Arancha Gonzalez Laya, assiste à la session plénière de clôture du Forum économique mondial sur l'Afrique (FEM) au Cape Town International Convention Centre, Afrique du Sud, le 6 septembre 2019. [EPA-EFE/NIC BOTHMA]
Amnesty International (AI) a exhorté aujourd'hui la ministre espagnole des Affaires étrangères, Arancha Gonzalez Laya, qui se rend au Maroc vendredi, à appeler ce pays à respecter l'exercice des droits humains, en particulier au Sahara occidental et dans le Rif.

"Amnesty International appelle le ministre à intervenir auprès des autorités marocaines pour promouvoir activement le respect de l'exercice de la liberté d'expression, de réunion et d'association pacifique, en particulier en ce qui concerne le Sahara occidental et le Rif", a déclaré Amnesty International dans une note.

Amnesty International a appelé les autorités marocaines à abroger les lois qui criminalisent la liberté d'expression, à empêcher l'usage excessif de la force contre les manifestations pacifiques et à autoriser la légalisation des organisations indépendantes.


L'organisation a recommandé que le chef de la diplomatie espagnole demande au gouvernement marocain de "mettre fin à l'intimidation des activistes, des journalistes et des défenseurs des droits de l'homme, ainsi qu'à leurs poursuites sur des accusations de motivation politique apparente".

La communiqué rappelle qu'en 2019, au moins cinq personnes ont été condamnées à des peines de prison pour "insulte" à des fonctionnaires, et que 43 personnes purgent des peines allant jusqu'à 20 ans pour avoir participé aux soulèvements sociaux dans la région du Rif en 2017.

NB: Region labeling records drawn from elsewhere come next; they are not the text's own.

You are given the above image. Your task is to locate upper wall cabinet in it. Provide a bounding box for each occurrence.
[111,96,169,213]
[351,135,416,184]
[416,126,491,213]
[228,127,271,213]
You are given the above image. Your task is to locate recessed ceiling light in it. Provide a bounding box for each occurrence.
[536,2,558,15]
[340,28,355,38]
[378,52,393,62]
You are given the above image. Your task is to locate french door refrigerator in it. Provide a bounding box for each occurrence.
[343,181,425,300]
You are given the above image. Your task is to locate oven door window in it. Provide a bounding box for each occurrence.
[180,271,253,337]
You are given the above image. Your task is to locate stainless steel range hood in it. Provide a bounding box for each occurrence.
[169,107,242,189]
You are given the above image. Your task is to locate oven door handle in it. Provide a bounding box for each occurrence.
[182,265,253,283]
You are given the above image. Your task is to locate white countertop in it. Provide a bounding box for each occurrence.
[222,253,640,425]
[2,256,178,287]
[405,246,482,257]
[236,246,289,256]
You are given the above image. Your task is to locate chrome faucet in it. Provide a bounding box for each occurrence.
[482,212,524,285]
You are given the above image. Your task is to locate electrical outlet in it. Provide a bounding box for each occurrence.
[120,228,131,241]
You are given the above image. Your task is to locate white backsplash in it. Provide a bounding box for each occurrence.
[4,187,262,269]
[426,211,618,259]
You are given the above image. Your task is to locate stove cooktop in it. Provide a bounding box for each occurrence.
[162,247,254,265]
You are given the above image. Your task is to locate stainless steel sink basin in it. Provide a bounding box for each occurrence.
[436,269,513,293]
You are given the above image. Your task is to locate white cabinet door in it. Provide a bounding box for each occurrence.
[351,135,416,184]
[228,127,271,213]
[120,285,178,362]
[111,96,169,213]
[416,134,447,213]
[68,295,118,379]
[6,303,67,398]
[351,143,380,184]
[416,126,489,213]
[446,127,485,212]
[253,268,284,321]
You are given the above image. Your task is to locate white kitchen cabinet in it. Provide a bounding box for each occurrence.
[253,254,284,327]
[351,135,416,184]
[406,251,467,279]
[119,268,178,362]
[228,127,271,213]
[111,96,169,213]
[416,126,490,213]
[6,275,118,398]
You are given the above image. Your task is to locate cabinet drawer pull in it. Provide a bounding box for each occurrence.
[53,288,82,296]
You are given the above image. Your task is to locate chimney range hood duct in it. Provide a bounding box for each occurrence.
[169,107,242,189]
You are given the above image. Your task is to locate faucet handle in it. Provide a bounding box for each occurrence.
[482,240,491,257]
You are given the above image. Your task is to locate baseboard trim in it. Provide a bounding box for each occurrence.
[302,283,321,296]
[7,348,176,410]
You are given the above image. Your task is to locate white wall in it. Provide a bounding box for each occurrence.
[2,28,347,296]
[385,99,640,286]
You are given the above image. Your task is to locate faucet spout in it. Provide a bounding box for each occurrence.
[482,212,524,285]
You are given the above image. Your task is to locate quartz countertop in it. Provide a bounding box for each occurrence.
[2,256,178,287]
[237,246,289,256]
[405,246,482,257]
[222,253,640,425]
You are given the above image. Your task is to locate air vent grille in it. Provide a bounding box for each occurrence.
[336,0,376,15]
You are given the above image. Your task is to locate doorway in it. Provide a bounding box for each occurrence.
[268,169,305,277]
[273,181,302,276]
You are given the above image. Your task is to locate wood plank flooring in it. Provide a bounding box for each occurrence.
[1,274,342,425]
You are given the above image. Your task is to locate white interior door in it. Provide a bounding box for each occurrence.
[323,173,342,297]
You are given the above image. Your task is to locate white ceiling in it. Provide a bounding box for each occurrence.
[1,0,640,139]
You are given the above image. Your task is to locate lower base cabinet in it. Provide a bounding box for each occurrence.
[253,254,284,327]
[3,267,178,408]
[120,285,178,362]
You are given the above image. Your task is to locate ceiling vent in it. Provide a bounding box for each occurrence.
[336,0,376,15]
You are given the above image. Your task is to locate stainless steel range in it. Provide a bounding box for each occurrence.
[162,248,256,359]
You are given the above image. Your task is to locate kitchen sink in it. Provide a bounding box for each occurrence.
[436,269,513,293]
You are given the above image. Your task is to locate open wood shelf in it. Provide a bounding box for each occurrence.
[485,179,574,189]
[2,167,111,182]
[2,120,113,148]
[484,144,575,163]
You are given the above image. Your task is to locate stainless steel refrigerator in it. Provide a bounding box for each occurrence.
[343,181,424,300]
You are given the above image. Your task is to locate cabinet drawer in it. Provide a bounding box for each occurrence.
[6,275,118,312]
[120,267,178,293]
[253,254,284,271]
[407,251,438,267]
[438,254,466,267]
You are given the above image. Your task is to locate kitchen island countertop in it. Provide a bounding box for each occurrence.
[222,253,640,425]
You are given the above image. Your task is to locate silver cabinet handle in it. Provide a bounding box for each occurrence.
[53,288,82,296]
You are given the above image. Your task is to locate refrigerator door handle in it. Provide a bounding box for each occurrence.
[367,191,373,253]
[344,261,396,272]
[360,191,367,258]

La responsable concernant le Maroc d'Amnesty International en Espagne, Olatz Cacho, a déclaré sur la même note que le Maroc "viole les droits humains, notamment en ce qui concerne la liberté d'expression, les droits des femmes et des personnes LGBTI, et les droits des migrants et des réfugiés".

Selon une récente enquête nationale sur la prévalence de la violence à l'égard des femmes, plus de la moitié des femmes marocaines ont subi une forme de violence, mais seulement 6,6 % des victimes ont porté plainte en raison d'un manque de confiance dans les autorités.

Amnesty International a également demandé l'élimination des fils barbelés concertina sur les clôtures de Ceuta et Melilla, du côté marocain de la frontière, en raison du danger qu'ils représentent pour les migrants lors des assauts massifs contre les deux villes espagnoles.